You welcomed me — a German Christian — into Kol Ami. You opened a space that not everyone would have opened. Some of our fellow volunteers were descendants of Holocaust survivors, and yet there we stood, side by side, folding boxes, filling bags, offering care in a time when so many were shaking. Quietly mending what was torn. Quietly living Tikkun Olam.

I think often of Rabbi Mordechai Liebling, whose words return to me like a steady hand on the shoulder:

Judaism teaches that we human beings are God’s partners in completing Creation.
We mend the tears, we bind the wounds —
that is our sacred task.

Liebling, Mordechai. Making Our Synagogues Vessels of Tikkun Olam. Artikel in The Reconstructionist, Fall 2003. In: Faith in Action / Jews for Racial & Economic Justice: A Theology of Resistance

And sometimes that sacred task is as simple as packing food into boxes — which is exactly what we did together.

At the center of all of this stands the teaching that every human being is created b’tzelem Elohim —
בְּצֶלֶם אֱלֹהִים — in the image of God,

each of us reflecting something eternal,
each of us different and yet held in the same divine light,
sisters and brothers to one another.

And I return to a verse that quietly accompanied us without ever being spoken:

Justice, justice shall you pursue.” צֶדֶק צֶדֶק תִּרְדֹּף

Deuteronomy 16:20

A double call — as if the ancient voice already knew how easily the world’s fabric tears, and how much perseverance it takes to keep weaving justice into the places where it is most needed.

And so I continue — now as director of pastoral training in Bavaria and Saxony, walking with future pastors and chaplains as they grow into their own callings.

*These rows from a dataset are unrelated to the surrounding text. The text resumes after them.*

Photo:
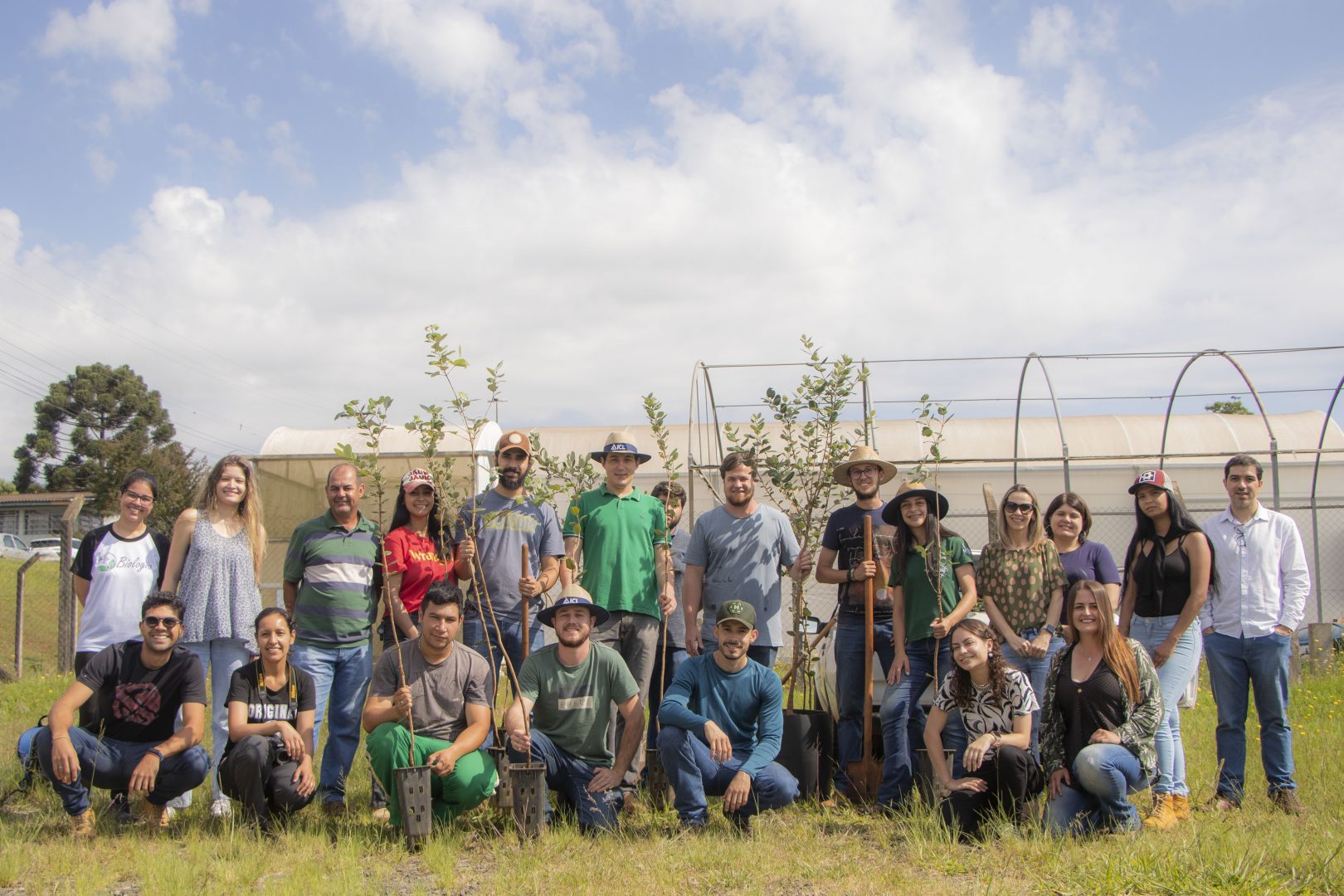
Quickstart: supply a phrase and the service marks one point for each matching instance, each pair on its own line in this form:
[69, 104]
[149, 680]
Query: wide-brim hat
[859, 455]
[620, 442]
[891, 512]
[572, 596]
[1157, 479]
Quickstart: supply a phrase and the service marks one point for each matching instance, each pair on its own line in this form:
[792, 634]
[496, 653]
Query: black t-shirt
[264, 704]
[845, 536]
[143, 703]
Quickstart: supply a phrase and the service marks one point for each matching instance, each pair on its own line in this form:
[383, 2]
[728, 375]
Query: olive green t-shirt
[572, 704]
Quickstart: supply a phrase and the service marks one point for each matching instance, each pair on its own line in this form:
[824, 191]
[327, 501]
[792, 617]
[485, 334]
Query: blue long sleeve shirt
[746, 704]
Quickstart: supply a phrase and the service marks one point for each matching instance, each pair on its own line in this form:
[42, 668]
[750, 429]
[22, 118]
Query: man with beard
[840, 563]
[738, 551]
[446, 694]
[491, 533]
[567, 689]
[141, 684]
[722, 720]
[329, 592]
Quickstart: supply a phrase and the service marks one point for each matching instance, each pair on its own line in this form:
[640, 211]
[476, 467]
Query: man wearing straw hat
[429, 705]
[567, 689]
[621, 535]
[840, 563]
[500, 522]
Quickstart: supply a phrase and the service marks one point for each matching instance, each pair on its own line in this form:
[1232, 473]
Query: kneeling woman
[996, 704]
[268, 765]
[1101, 711]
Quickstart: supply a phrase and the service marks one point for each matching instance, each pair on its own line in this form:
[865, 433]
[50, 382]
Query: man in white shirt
[1249, 625]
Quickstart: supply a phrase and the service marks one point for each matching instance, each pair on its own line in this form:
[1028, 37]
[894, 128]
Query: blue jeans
[665, 665]
[694, 772]
[903, 719]
[1035, 672]
[1259, 665]
[569, 777]
[340, 677]
[1172, 676]
[218, 660]
[1103, 776]
[850, 687]
[108, 763]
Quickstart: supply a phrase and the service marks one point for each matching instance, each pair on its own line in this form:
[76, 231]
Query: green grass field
[804, 850]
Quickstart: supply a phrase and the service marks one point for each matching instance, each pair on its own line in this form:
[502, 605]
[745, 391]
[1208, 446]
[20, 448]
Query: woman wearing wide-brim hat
[923, 614]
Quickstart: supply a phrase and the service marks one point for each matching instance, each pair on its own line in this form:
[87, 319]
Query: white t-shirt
[121, 574]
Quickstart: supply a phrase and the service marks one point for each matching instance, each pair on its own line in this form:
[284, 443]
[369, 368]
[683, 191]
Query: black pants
[254, 776]
[1014, 777]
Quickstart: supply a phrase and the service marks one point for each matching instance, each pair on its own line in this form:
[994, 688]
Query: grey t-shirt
[743, 559]
[440, 694]
[502, 527]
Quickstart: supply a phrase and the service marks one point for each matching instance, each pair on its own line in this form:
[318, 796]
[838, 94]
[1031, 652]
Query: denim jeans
[1035, 672]
[1174, 677]
[108, 763]
[340, 677]
[850, 688]
[695, 774]
[218, 660]
[903, 719]
[1259, 665]
[569, 777]
[1103, 776]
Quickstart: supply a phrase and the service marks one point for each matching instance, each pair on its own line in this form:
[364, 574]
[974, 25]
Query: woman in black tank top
[1168, 572]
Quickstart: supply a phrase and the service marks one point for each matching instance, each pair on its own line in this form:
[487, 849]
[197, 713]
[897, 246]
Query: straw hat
[863, 455]
[891, 512]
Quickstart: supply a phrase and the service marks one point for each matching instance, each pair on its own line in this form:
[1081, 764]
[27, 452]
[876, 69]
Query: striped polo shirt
[334, 568]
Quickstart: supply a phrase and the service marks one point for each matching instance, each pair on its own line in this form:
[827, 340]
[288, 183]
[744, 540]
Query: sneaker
[1163, 815]
[1288, 802]
[82, 825]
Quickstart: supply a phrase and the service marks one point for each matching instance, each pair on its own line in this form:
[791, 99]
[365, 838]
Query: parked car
[14, 547]
[49, 547]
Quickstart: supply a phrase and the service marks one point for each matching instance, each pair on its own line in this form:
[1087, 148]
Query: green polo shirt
[334, 568]
[619, 539]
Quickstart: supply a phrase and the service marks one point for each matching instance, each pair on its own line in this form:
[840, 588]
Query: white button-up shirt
[1262, 575]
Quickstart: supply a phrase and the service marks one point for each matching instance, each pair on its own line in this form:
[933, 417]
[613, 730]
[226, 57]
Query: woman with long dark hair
[995, 702]
[1101, 709]
[1023, 587]
[214, 564]
[268, 763]
[1168, 575]
[923, 614]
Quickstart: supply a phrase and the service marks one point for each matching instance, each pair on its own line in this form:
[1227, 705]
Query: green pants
[470, 782]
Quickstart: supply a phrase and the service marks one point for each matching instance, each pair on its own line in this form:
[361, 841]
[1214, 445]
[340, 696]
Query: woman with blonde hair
[1101, 711]
[214, 564]
[1022, 582]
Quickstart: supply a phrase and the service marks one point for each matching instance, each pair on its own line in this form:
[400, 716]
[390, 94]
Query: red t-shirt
[414, 557]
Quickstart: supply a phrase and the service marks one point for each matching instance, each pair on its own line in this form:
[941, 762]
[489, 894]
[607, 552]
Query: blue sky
[241, 199]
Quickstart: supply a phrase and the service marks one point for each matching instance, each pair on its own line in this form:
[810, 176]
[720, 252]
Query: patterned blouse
[1136, 735]
[986, 715]
[1020, 582]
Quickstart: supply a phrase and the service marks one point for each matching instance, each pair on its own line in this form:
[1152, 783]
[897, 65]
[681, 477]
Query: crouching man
[569, 689]
[446, 696]
[144, 683]
[722, 719]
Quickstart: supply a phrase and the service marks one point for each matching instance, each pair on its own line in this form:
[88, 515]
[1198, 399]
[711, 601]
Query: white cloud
[104, 169]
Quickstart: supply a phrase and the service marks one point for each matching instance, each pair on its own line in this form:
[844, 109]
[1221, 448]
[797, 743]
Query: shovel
[866, 772]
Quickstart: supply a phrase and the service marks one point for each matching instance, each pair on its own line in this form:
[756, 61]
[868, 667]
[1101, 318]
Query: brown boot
[82, 825]
[1163, 815]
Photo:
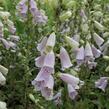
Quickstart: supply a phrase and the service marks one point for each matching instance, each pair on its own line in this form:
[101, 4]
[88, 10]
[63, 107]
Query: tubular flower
[72, 92]
[47, 90]
[80, 56]
[2, 105]
[7, 24]
[73, 83]
[88, 52]
[38, 16]
[102, 83]
[65, 59]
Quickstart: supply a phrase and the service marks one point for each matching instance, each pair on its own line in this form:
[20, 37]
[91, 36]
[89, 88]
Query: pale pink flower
[65, 59]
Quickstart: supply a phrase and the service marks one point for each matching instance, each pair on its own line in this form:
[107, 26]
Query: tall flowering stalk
[38, 15]
[6, 25]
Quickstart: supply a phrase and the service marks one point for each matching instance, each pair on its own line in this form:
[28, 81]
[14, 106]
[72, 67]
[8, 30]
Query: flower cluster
[7, 28]
[44, 81]
[38, 15]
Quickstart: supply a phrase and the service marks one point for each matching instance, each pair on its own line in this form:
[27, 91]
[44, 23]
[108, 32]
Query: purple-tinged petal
[41, 79]
[33, 5]
[14, 38]
[12, 29]
[80, 55]
[5, 43]
[88, 52]
[2, 79]
[104, 46]
[57, 99]
[39, 61]
[47, 90]
[74, 44]
[65, 59]
[96, 52]
[42, 44]
[76, 37]
[91, 65]
[99, 41]
[72, 92]
[70, 79]
[49, 60]
[102, 83]
[50, 42]
[22, 2]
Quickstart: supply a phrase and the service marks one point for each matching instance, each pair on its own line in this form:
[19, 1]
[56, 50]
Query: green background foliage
[22, 69]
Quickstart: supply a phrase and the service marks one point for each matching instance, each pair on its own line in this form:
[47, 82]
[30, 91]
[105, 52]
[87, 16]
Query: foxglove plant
[38, 15]
[6, 25]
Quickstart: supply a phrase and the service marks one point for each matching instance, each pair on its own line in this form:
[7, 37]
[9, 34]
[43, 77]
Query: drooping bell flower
[50, 42]
[74, 44]
[57, 98]
[47, 90]
[39, 61]
[96, 52]
[102, 83]
[3, 70]
[49, 60]
[41, 79]
[11, 27]
[80, 55]
[98, 26]
[2, 105]
[99, 41]
[42, 44]
[22, 9]
[39, 17]
[5, 43]
[33, 5]
[88, 52]
[1, 29]
[2, 79]
[46, 70]
[14, 38]
[65, 59]
[72, 92]
[76, 37]
[92, 64]
[72, 80]
[104, 46]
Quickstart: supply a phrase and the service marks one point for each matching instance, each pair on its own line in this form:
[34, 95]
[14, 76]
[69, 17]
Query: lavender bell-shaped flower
[39, 61]
[50, 42]
[22, 8]
[46, 70]
[42, 44]
[57, 98]
[41, 79]
[73, 43]
[72, 92]
[47, 90]
[99, 41]
[91, 65]
[69, 79]
[65, 59]
[5, 43]
[1, 29]
[33, 5]
[96, 52]
[88, 52]
[49, 61]
[102, 83]
[2, 79]
[80, 55]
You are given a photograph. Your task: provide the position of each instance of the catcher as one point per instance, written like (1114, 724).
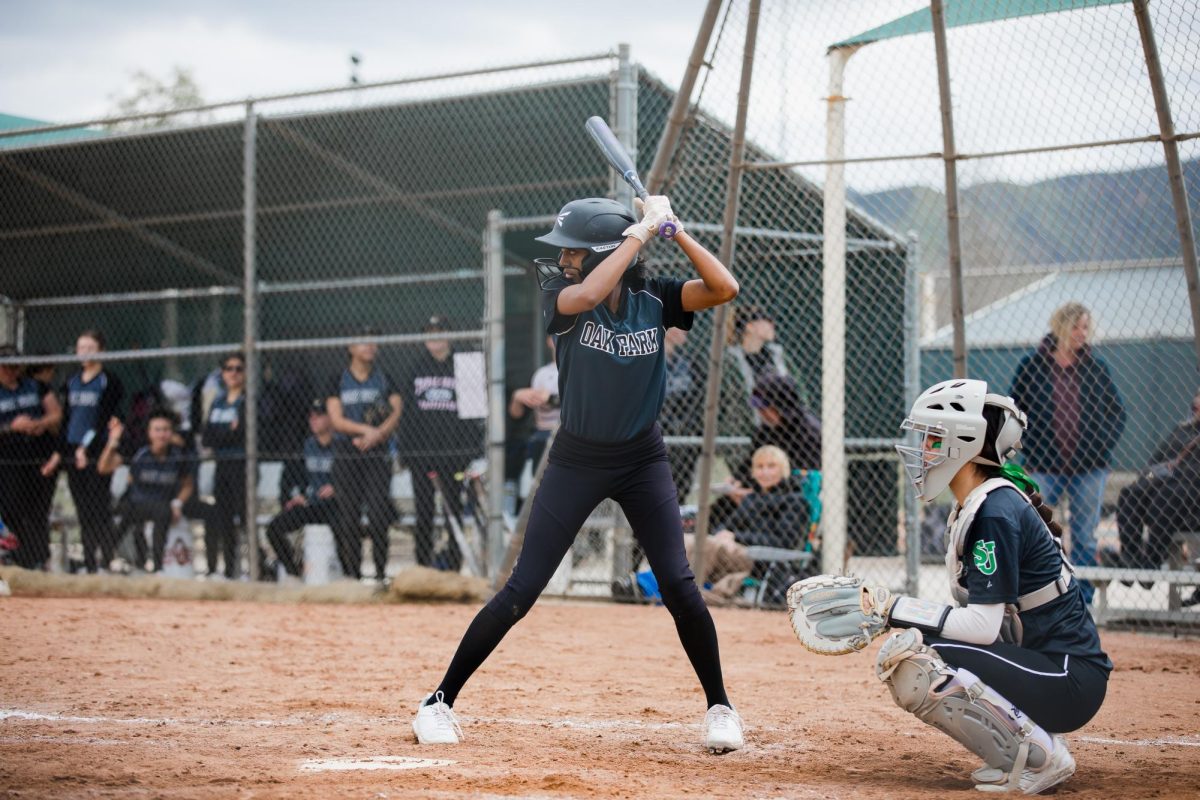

I try to weave this spirit of repair into their formation, hoping these threads will travel farther than I ever could.

The braided vest reminds me every day of our friendship and of the gentle, steady work we shared. Even when the fabric of the world stretches thin, some strands — and some rivets — hold.

Let me end with a reflection inspired by Psalm 34, carrying quietly the strength of those rivets — the steadfast points where human kindness keeps the world from breaking:

May the One who gathers the brokenhearted
strengthen every place where the weave grows thin.
May the One who binds wounds
bless the hands that hold the fabric together.
And may the small, steadfast deeds of love —
quiet as rivets, shining as shelter —
outlast the pressures that seek to tear the world.

My dear friend, your courage, your trust, your kindness —
they walk with me into every new day.
Our friendship inspires me daily in my work, my choices, and my hopes for this world we share.